Parade will be farewell moment for Egan

February 17, 2011

By Staff Reporter

Cardinal Egan, 76, a former grand marshal of the parade, will greet and salute marchers as he has done since becoming Archbishop of New York nine years ago, New York archdiocese spokesman, Joe Zwilling, confirmed to the Echo.
Archbishop Dolan, who is 59, was introduced at St. Patrick’s by Cardinal Egan last Sunday and the two appeared together at a press conference Monday.
However Dolan, who is transferring from his current post in Milwaukee, will not formally take control of the archdiocese until his installation on April 15.
Cardinal Egan, meanwhile, will be staying on in the New York area and not moving full time to the Vatican as some have speculated, Zwilling said.
Dolan will be tenth archbishop of New York. All of his predecessors have been Irish born or Irish American. The archdiocese covers three boroughs of New York City and seven counties to its north. There are an estimated 2.5 million Catholics living within its boundaries.
Dolan, at first glance, would appear to more fit the mould of the late Cardinal John O’Connor than the somewhat reserved and businesslike Egan.
Outgoing and affable and quick to acknowledge his Irishness, Dolan, like Egan, is viewed as being orthodox on doctrinal issues.
“My brother bishops, priests, religious women and men, seminarians, committed Catholics of this wonderful Church, I pledge to you my love, my life, my heart, and I can tell you already that I love you, I need so much your prayers and support, I am so honored, humbled, and happy to serve as your pastor,” Dolan said to New York Catholics in a statement posted on the archdiocese website.
The website stated that Dolan was born in 1950, the oldest of five children to Robert and Shirley Dolan.
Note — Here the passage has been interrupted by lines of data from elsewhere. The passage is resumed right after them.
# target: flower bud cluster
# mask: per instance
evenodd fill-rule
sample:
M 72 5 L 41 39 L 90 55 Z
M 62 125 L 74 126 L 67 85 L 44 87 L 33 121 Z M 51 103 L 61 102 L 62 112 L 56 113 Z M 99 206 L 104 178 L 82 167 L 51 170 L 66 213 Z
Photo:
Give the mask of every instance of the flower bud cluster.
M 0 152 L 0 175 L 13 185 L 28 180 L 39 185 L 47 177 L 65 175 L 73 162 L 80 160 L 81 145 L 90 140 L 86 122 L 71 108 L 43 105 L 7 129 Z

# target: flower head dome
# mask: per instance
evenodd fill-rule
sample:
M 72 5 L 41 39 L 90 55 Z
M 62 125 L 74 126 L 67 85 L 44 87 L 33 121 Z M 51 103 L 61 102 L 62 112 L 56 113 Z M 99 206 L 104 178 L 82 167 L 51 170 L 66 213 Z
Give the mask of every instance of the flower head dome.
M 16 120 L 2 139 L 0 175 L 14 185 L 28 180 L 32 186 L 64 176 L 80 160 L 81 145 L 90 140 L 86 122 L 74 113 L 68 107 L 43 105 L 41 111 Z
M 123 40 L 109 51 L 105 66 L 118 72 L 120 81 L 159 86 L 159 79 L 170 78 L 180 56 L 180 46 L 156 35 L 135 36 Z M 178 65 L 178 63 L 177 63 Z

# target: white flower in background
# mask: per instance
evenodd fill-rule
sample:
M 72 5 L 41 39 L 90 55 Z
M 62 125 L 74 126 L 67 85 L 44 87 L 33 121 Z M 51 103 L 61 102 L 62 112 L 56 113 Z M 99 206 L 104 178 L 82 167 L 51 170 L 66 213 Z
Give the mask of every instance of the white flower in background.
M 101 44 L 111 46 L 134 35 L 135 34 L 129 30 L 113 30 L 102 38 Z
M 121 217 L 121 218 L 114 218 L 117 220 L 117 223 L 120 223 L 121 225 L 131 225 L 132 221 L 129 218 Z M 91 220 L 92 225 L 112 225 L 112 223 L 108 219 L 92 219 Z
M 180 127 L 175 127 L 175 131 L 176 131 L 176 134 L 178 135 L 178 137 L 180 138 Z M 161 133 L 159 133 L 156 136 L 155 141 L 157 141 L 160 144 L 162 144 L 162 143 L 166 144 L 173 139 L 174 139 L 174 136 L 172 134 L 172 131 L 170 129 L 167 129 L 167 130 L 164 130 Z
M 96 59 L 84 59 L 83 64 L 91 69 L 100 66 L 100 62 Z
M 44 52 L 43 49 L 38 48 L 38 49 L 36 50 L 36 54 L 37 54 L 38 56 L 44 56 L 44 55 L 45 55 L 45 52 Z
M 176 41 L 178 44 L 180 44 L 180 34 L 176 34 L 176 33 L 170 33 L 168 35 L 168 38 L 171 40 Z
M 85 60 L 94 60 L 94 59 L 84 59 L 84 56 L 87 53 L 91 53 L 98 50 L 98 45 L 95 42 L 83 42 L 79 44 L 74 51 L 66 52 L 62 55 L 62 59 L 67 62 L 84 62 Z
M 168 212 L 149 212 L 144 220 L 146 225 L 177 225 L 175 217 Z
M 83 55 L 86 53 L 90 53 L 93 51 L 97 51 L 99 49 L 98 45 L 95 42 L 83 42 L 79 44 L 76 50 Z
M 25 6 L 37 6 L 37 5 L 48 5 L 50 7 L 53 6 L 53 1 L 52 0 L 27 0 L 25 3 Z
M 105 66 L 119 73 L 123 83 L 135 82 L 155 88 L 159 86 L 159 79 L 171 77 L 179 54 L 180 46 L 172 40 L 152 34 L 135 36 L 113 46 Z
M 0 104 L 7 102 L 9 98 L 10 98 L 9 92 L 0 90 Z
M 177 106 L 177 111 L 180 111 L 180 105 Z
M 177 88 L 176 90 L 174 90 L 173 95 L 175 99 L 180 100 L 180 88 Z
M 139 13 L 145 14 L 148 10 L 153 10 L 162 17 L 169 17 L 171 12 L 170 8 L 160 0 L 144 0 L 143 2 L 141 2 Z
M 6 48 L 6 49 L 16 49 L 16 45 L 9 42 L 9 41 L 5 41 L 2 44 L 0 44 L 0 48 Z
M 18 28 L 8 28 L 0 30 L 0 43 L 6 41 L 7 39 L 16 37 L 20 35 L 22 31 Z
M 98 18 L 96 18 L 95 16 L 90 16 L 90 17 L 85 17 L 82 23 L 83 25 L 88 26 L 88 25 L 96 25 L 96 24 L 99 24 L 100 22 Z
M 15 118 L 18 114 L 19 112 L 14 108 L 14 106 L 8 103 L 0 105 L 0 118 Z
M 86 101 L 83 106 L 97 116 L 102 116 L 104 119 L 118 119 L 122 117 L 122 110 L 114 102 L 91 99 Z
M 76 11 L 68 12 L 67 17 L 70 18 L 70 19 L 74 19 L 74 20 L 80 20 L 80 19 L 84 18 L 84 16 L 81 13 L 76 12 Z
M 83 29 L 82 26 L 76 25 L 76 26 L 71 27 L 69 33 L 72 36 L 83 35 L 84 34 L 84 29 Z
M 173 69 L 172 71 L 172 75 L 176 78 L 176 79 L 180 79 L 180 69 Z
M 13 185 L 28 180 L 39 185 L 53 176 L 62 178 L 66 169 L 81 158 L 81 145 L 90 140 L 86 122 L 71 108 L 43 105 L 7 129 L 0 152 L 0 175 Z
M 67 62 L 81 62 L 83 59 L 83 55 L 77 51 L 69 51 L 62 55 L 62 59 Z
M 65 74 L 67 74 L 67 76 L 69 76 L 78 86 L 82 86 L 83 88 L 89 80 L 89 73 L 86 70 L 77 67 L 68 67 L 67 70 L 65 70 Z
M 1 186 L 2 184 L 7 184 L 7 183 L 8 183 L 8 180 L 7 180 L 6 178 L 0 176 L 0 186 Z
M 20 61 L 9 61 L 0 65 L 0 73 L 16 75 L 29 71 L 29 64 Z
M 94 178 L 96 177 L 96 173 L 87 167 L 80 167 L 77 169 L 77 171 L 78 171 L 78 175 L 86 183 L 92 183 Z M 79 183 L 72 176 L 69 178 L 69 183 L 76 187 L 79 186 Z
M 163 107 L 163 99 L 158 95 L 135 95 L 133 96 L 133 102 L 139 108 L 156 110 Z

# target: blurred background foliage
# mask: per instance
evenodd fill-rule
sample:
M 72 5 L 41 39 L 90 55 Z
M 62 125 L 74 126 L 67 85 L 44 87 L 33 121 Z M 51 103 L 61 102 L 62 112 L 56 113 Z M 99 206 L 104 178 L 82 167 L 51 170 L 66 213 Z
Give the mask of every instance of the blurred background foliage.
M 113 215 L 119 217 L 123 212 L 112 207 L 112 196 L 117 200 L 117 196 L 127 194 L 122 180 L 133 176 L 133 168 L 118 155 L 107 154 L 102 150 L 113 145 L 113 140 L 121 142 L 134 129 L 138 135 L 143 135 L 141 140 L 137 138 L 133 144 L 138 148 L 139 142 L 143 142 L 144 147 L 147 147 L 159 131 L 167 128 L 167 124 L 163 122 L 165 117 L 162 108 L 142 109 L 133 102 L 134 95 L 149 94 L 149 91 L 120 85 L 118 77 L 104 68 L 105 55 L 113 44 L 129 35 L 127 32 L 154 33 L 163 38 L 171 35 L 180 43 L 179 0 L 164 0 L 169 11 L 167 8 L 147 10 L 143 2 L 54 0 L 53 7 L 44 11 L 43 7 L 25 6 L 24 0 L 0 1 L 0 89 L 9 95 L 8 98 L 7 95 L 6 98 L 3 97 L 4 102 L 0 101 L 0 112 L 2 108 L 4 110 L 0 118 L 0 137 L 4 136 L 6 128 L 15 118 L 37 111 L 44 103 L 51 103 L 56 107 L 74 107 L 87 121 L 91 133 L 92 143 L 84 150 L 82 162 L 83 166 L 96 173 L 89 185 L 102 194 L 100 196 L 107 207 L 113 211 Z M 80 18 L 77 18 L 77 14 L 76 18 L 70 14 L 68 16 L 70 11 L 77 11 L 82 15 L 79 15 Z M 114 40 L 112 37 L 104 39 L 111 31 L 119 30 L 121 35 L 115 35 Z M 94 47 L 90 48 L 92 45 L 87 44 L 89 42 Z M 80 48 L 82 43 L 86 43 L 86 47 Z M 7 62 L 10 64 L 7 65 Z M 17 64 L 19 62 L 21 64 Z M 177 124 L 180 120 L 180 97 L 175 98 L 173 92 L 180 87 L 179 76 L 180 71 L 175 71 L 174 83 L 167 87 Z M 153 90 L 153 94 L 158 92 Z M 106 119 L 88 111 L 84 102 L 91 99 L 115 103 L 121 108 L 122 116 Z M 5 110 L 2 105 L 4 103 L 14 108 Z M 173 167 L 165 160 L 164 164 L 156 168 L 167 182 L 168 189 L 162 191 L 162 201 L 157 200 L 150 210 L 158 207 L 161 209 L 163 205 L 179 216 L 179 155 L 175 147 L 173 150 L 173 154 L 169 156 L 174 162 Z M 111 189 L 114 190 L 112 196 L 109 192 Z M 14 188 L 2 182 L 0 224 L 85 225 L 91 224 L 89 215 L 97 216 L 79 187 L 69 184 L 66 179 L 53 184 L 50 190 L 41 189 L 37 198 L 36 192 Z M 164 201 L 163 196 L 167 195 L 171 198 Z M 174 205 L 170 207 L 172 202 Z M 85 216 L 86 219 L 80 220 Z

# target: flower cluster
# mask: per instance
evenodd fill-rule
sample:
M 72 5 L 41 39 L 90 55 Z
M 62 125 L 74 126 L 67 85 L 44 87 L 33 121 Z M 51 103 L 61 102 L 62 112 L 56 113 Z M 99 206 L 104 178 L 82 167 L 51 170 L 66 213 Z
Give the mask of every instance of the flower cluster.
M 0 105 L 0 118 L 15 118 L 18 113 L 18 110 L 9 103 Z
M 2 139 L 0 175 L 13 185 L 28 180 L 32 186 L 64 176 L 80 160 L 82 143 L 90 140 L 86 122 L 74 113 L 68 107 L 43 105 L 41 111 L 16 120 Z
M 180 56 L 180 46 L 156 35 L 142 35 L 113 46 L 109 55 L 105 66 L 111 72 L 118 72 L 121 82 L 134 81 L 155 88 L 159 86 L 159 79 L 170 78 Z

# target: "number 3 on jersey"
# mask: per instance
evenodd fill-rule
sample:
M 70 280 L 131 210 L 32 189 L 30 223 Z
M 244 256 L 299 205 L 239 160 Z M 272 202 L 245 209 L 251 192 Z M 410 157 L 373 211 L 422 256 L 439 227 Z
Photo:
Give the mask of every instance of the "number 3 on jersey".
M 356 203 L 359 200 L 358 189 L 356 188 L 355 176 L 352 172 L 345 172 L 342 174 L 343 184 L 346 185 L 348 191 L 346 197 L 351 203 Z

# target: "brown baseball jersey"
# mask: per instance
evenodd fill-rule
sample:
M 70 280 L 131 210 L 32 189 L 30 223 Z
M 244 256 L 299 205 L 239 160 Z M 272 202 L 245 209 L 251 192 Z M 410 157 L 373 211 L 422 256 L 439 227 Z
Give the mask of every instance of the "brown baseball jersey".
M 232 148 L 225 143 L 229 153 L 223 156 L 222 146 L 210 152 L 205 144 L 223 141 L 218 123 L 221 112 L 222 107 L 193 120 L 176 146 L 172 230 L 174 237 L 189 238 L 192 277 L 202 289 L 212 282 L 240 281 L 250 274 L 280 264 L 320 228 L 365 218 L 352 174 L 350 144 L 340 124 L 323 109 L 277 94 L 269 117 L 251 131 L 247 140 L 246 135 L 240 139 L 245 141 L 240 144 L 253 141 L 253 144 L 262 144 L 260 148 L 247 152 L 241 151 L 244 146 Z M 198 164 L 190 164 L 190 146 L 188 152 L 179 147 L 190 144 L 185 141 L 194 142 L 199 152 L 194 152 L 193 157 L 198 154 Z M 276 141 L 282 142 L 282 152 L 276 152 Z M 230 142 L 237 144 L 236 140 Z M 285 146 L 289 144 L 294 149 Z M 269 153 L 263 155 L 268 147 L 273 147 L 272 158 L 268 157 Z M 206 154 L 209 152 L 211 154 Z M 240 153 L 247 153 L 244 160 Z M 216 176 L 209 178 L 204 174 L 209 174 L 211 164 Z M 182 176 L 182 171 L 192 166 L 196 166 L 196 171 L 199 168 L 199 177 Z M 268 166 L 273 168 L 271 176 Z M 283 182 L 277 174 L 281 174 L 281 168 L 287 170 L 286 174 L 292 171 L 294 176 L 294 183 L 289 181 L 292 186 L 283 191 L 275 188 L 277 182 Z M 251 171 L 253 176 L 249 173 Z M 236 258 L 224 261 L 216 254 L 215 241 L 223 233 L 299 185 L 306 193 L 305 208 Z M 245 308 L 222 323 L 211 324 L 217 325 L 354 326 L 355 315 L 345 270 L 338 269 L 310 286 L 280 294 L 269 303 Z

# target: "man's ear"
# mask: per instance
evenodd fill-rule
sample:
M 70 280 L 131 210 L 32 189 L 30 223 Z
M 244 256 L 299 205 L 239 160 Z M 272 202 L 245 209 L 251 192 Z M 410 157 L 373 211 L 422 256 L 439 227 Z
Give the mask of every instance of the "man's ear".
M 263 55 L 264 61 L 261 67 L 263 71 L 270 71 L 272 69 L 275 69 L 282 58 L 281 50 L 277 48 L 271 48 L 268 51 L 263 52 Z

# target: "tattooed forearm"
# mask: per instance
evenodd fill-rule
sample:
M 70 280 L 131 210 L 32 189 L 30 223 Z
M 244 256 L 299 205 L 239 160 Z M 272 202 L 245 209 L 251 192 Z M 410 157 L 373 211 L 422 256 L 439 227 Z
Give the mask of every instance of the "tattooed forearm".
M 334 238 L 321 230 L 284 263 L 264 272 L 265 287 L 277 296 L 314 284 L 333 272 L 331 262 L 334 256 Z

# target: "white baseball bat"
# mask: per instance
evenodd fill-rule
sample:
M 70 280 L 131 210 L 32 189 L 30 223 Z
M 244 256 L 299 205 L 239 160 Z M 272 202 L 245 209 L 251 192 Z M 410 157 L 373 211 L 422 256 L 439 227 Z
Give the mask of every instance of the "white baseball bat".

His education began at Holy Infant Grade School in Ballwin, Missouri, and continued at St. Louis Preparatory Seminary, Cardinal Glennon College, and the Pontifical North American College in Rome.
Ordained a priest for the Archdiocese of St. Louis in 1976, Dolan then served as a parish priest and earned his doctorate in church history at The Catholic University of America in Washington, D.C. He worked at the Vatican’s embassy in Washington, served on the faculty at Kenrick-Glennon Seminary in St. Louis, and returned to Rome as rector of the Pontifical North American College.
He came back to the Archdiocese of St. Louis as auxiliary bishop in June 2001, and was appointed Archbishop of Milwaukee a year later.